Student: I have one other question, reading some works on death and when one is dying and one is releasing hold of the body. Can one just continue with self-inquiry in the process when the subtle experiences start to arise?
Robert Adams: Unless you’ve been practicing before it will be most difficult to hold on to the I when you’re dying. For with the average person when death starts arriving there is total fear and you become more engrossed in the I than ever before. That is why upon death according to the ancient scriptures the I leaves the body and grabs hold of another body and then you go through the same experiences of I.
Student: But what can one do when one is dying and maybe in the first three days – was looking at – that can happen any time you know?

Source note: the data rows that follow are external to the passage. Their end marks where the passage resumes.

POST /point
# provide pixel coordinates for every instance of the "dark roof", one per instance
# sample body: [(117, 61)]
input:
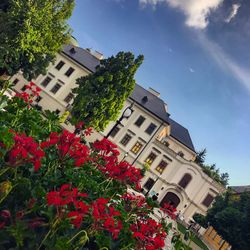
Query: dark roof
[(81, 56), (241, 189), (143, 97), (156, 106), (150, 102), (181, 134)]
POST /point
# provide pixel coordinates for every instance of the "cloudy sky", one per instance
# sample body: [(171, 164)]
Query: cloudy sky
[(197, 54)]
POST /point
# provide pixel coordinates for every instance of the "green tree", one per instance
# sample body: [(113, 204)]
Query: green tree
[(101, 95), (31, 33), (230, 217)]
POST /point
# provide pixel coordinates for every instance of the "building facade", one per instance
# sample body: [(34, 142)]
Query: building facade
[(148, 137)]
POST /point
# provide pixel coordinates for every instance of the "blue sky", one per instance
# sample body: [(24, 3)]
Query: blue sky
[(196, 55)]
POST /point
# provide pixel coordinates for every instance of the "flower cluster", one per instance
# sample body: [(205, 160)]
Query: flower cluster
[(25, 150), (68, 144), (112, 168), (169, 210), (149, 233), (31, 90), (105, 217)]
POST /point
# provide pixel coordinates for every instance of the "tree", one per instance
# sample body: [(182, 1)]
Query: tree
[(101, 95), (31, 33), (230, 217), (201, 156)]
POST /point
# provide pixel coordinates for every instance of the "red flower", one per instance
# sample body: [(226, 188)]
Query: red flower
[(150, 235), (169, 210)]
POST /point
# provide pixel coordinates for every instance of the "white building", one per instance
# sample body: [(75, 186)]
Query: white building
[(149, 135)]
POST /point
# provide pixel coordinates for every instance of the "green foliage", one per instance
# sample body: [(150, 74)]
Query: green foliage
[(200, 219), (101, 95), (31, 33), (230, 217)]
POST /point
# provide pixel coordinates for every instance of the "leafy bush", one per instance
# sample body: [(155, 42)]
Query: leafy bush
[(58, 193)]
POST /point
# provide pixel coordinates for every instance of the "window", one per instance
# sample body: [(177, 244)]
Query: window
[(185, 180), (55, 88), (69, 72), (57, 111), (181, 154), (139, 121), (15, 81), (60, 65), (136, 148), (125, 140), (208, 200), (160, 168), (23, 88), (38, 99), (69, 97), (151, 158), (150, 128), (46, 81), (114, 132), (149, 183)]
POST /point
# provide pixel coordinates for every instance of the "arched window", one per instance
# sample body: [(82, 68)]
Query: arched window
[(185, 180)]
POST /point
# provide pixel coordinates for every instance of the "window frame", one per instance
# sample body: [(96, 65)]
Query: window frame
[(160, 169), (44, 80), (204, 200), (57, 84), (185, 182), (59, 65), (69, 95)]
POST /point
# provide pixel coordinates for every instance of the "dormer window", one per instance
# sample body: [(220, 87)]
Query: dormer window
[(181, 154), (72, 51)]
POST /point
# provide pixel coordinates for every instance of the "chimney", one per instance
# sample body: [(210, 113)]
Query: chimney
[(154, 92), (98, 55)]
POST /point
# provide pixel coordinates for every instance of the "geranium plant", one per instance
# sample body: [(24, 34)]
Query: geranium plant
[(58, 193)]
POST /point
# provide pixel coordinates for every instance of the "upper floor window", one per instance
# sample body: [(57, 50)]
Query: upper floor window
[(57, 111), (208, 200), (136, 148), (139, 121), (150, 129), (114, 132), (60, 65), (69, 97), (152, 156), (46, 81), (23, 88), (149, 183), (125, 140), (56, 87), (38, 99), (15, 81), (185, 180), (160, 168), (69, 72)]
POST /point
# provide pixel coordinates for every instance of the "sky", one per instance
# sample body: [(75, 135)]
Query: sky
[(197, 55)]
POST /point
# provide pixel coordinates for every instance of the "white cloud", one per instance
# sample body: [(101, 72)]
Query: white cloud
[(233, 13), (191, 70), (196, 11), (226, 62)]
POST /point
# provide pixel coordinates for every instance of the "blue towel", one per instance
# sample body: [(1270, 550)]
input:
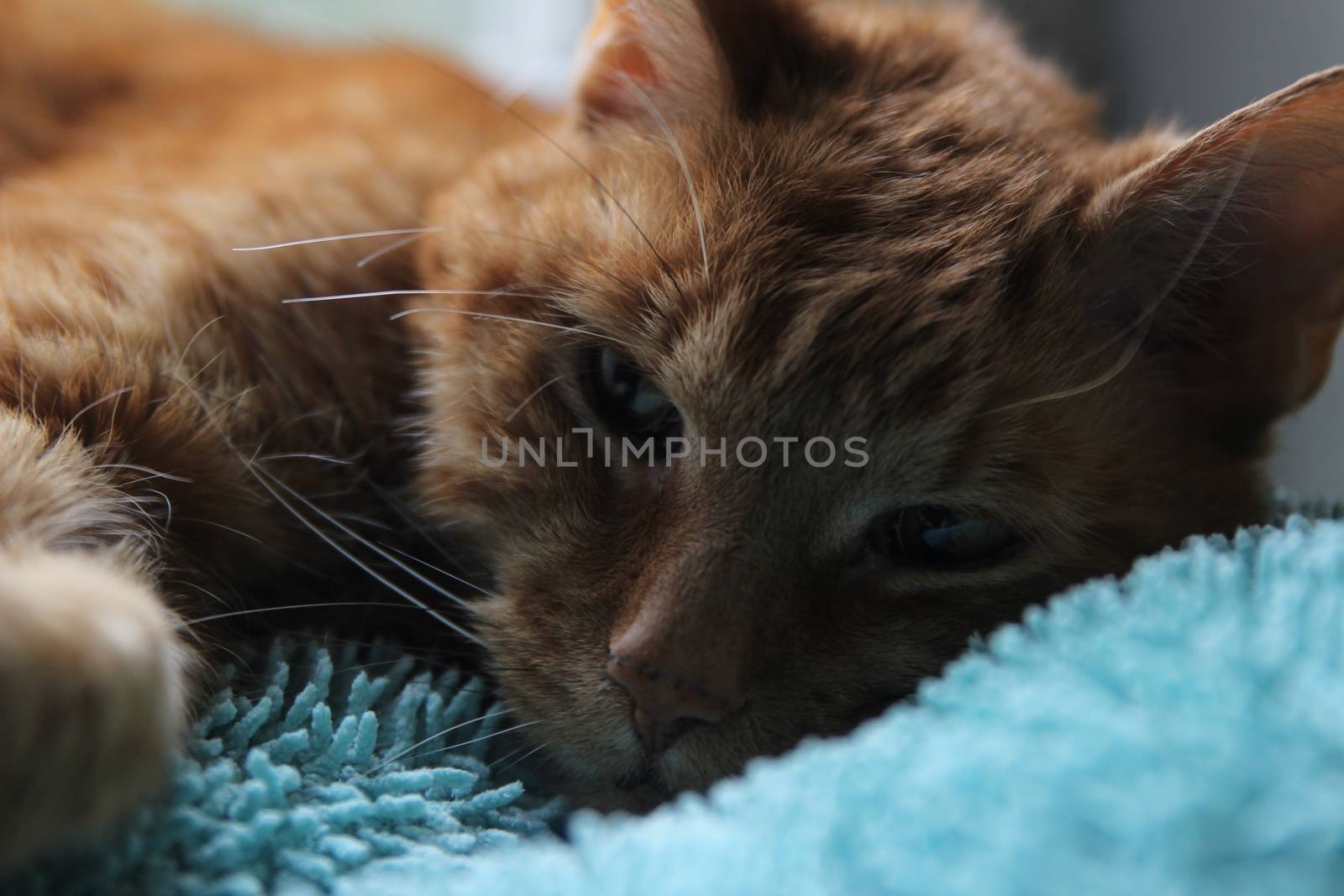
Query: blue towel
[(1180, 731)]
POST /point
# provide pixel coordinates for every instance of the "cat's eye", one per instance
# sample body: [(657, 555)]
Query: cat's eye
[(628, 401), (940, 537)]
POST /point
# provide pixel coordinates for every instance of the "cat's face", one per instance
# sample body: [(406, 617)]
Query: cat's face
[(886, 235)]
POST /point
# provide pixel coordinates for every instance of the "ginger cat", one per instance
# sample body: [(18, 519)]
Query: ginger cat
[(761, 224)]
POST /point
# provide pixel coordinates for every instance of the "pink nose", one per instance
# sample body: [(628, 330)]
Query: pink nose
[(669, 699)]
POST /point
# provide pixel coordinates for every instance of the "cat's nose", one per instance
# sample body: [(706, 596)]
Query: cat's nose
[(669, 696)]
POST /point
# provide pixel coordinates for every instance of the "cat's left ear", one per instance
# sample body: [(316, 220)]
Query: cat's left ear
[(1233, 244), (683, 60)]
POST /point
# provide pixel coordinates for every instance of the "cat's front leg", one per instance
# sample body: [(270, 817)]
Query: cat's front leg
[(93, 672), (92, 681)]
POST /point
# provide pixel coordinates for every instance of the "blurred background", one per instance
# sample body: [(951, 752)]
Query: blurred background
[(1151, 60)]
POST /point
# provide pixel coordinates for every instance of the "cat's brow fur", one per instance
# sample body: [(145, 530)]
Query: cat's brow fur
[(897, 228)]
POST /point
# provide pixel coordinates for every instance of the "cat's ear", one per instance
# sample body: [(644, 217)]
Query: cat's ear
[(683, 60), (1229, 254)]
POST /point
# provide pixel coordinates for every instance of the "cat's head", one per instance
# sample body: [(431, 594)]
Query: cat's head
[(958, 349)]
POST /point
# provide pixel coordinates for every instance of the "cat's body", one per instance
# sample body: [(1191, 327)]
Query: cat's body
[(832, 221)]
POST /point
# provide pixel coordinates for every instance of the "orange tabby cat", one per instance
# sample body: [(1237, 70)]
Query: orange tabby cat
[(764, 224)]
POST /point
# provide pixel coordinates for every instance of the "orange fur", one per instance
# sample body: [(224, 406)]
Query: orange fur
[(796, 217)]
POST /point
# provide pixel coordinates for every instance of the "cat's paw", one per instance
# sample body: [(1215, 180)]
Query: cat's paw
[(92, 696)]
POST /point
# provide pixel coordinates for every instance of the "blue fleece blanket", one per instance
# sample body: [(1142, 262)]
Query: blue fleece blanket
[(1180, 731)]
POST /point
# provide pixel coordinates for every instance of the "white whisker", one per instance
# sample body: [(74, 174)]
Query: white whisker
[(528, 399), (391, 293), (440, 734), (503, 317), (293, 606), (685, 170), (387, 250), (316, 241)]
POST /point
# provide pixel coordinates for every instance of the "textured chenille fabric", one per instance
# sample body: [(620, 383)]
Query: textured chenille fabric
[(1180, 731)]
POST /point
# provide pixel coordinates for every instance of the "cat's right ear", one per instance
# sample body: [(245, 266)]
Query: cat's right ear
[(683, 60), (1227, 255)]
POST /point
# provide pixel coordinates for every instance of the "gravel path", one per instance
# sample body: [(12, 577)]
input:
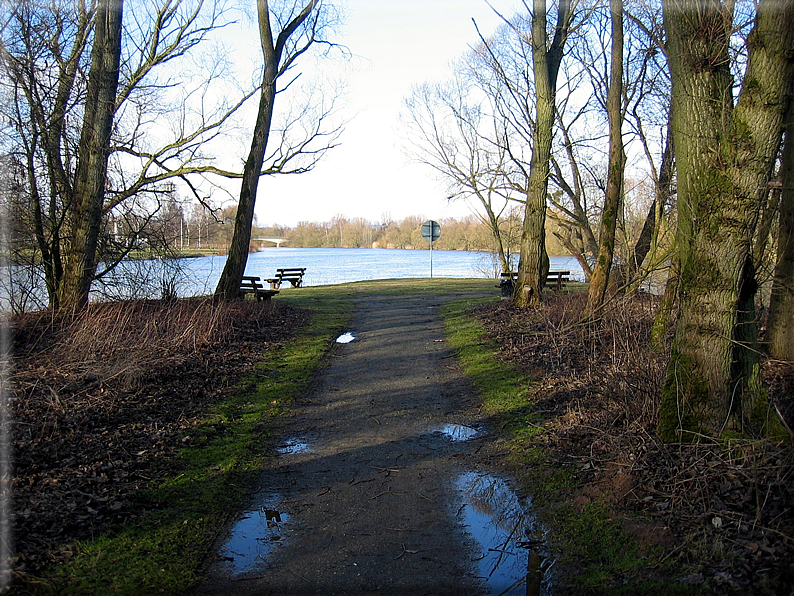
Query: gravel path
[(366, 502)]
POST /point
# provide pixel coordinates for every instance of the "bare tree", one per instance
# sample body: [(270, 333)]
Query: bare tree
[(465, 142), (781, 305), (725, 151), (45, 55), (92, 155), (298, 27), (617, 160)]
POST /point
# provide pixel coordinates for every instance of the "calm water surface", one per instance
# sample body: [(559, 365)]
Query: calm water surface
[(324, 266)]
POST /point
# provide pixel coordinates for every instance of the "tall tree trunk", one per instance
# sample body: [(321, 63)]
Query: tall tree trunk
[(648, 237), (534, 261), (724, 158), (781, 305), (613, 197), (93, 152), (272, 50)]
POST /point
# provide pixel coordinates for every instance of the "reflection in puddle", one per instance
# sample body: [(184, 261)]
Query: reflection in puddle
[(292, 446), (509, 562), (345, 338), (458, 432), (252, 538)]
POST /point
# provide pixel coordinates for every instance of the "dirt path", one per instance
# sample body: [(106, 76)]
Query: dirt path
[(370, 505)]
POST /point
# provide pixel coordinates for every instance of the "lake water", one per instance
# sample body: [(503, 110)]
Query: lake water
[(324, 266)]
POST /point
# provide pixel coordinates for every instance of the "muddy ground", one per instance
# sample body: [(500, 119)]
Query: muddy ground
[(372, 503), (372, 497)]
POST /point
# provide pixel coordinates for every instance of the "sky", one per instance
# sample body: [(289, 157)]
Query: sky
[(396, 44)]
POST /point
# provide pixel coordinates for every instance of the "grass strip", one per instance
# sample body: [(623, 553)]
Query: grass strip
[(589, 544)]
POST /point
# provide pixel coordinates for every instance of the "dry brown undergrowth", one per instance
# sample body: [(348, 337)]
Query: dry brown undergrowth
[(101, 402), (721, 511)]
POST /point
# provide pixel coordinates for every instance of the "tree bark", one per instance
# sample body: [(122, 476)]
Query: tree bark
[(781, 305), (653, 221), (93, 152), (234, 269), (534, 261), (613, 197), (724, 158)]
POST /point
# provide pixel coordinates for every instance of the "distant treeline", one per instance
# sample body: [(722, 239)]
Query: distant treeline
[(468, 233)]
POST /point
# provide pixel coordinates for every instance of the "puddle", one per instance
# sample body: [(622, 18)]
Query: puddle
[(252, 538), (345, 338), (458, 432), (292, 446), (511, 558)]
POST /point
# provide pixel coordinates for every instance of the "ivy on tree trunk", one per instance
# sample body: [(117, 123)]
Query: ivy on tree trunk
[(724, 157)]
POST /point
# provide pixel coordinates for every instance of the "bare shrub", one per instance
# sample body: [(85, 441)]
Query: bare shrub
[(720, 509)]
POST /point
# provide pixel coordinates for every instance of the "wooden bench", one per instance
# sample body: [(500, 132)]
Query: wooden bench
[(294, 275), (556, 280), (253, 285)]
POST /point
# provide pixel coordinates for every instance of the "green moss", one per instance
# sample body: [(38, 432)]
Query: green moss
[(684, 394), (765, 420)]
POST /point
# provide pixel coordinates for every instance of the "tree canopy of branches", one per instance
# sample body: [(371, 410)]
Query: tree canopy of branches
[(298, 27), (86, 87)]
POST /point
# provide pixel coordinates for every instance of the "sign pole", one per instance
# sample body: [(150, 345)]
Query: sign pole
[(431, 231), (431, 259)]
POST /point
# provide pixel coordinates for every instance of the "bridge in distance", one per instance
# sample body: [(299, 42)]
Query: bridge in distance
[(276, 241)]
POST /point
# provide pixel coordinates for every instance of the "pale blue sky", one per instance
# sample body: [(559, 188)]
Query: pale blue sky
[(398, 44)]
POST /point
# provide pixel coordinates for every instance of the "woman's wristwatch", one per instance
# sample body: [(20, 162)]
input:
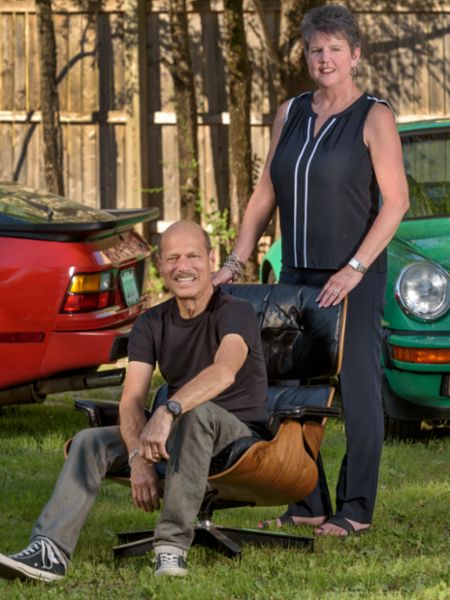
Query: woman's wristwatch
[(357, 265)]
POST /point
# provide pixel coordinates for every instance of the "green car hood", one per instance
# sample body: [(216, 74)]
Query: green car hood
[(428, 238)]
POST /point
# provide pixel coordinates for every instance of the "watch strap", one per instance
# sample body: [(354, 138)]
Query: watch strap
[(357, 265)]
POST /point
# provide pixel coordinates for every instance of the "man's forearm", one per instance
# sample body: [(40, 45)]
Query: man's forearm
[(205, 386), (132, 422)]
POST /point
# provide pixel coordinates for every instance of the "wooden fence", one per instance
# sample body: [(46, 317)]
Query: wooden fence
[(116, 92)]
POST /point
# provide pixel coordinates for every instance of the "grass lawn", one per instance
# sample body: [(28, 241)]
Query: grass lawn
[(405, 555)]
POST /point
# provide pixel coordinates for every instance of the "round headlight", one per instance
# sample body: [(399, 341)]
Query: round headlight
[(423, 290)]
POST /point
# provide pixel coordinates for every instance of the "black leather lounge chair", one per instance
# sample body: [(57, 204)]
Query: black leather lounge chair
[(303, 347)]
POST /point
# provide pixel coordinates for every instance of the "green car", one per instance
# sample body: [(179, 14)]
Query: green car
[(416, 323)]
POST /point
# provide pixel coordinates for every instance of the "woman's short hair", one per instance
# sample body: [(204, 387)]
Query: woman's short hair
[(331, 19)]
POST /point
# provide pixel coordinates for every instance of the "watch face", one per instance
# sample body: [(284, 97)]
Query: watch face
[(174, 407)]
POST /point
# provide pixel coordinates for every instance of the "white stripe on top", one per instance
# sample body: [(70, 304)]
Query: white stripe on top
[(305, 224), (294, 223)]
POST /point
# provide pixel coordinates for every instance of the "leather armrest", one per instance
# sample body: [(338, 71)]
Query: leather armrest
[(99, 413)]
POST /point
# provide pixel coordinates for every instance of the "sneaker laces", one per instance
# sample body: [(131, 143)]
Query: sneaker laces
[(50, 553), (168, 559)]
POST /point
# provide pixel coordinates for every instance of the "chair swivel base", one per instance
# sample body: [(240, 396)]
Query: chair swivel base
[(225, 540)]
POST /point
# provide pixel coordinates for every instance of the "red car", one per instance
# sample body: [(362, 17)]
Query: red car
[(72, 282)]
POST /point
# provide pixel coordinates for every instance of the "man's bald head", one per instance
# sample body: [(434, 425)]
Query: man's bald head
[(181, 228)]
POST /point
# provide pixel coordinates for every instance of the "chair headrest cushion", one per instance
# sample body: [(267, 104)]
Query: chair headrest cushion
[(300, 340)]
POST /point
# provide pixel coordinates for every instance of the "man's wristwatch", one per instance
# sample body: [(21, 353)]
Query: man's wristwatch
[(357, 265), (174, 408)]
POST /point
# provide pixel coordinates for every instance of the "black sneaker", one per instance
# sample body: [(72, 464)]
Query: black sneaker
[(170, 564), (42, 560)]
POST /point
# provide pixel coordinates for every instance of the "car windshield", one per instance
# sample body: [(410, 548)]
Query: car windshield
[(18, 204), (427, 163)]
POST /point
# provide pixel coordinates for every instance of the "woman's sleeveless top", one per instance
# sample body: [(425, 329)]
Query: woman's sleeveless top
[(325, 186)]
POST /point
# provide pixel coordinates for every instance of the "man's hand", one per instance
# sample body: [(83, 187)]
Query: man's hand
[(153, 438), (144, 485)]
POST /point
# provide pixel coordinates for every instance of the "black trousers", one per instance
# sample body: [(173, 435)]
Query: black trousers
[(360, 381)]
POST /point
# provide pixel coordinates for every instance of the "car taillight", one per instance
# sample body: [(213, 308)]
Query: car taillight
[(90, 291), (436, 356)]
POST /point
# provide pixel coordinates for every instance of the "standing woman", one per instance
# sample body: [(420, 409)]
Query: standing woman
[(333, 152)]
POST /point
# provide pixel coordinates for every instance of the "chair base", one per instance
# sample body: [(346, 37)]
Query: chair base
[(225, 540)]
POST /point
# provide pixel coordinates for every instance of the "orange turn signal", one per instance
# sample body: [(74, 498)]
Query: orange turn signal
[(433, 356)]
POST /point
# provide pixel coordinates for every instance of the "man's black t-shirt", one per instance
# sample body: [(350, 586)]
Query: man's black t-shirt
[(184, 347)]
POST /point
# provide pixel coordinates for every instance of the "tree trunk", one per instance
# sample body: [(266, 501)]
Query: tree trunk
[(289, 72), (239, 139), (186, 111), (294, 72), (239, 105), (52, 134)]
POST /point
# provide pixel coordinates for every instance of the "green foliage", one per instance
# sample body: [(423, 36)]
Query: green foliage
[(216, 223), (403, 557)]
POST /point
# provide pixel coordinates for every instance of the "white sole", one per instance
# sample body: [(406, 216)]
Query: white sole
[(171, 573), (12, 569)]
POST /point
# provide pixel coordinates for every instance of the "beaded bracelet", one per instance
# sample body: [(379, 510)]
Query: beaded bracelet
[(236, 266)]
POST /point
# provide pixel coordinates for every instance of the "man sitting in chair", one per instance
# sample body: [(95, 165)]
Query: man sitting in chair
[(208, 347)]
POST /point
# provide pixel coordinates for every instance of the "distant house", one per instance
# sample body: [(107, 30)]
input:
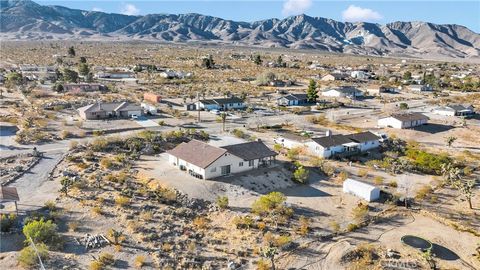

Robert: As I said, it is not what one can do when you’re dying. You will not have any choice because a death experience will be so frightening to you, it will be so powerful in your mind, you will not be able to do anything. But, if you’ve been practicing eliminating the I all of these years, perhaps you have not come home yet, awakened yet, but you’ll be an advanced devotee and you will not hold on to the I, you will simply smile as you leave your body and you will realize that you are I-am, consciousness.
Student: Because in the book I was reading they said the mandala appears and at the center is the white light and if one just surrenders to that light then you can let go more.
Robert: In this teaching you have to ask yourself, “To whom does the white light come? To whom does the mandala come?” To the ego, to the I. The I is experiencing the vision of the mandala. It does not free you. You cannot become free this way. The whole I has to go. In other words, the object and the observer have to both become annihilated. You are the observer, the I is the observer it’s observing the mendala. They both have to go. The only good that can do you I think, is because you are experiencing the vision of the mandala you can become a buddhist monk in the next incarnation. And you’ll sit if front of mandala for thirty-forty years. Contemplating the mandala. That is as much good as you’ll get out of it. (laughter)
Student: Well in this teaching the light is supposed to be our Self, you know, who we really are. You know and they say that if you get distracted by other worlds and that’s where you end up then you’re in doubt, you have like a chance a special opportunity…
Robert: Again you will not be able to do those things unless you’ve been practicing meditation before.That is why in the Tibetan book of the dead they explain you have to practice how to die for years before you die. To die correctly. Most people do not do this. But we go further in Jnana. We go beyond the light. When you split the atom there is a tremendous light. When you go deep within yourself you will see fantastic light. It’s like seeing visions. You’re seeing the source of your existence. But you’re not seeing the real source. Which is nothing. You’re seeing the source of your existence, the light. The question is, “Where did the light come from?” Go beyond that. That is the only way you become free. But lights, visions, mandalas, colors, those are all in the occult world. We’re told to go beyond the occult. Beyond the visions. Beyond the light. To become totally liberated, totally free. One must destroy the I who sees all these visions, all these lights and you do that by inquiring, “To whom has the I come?” or “Who am I?”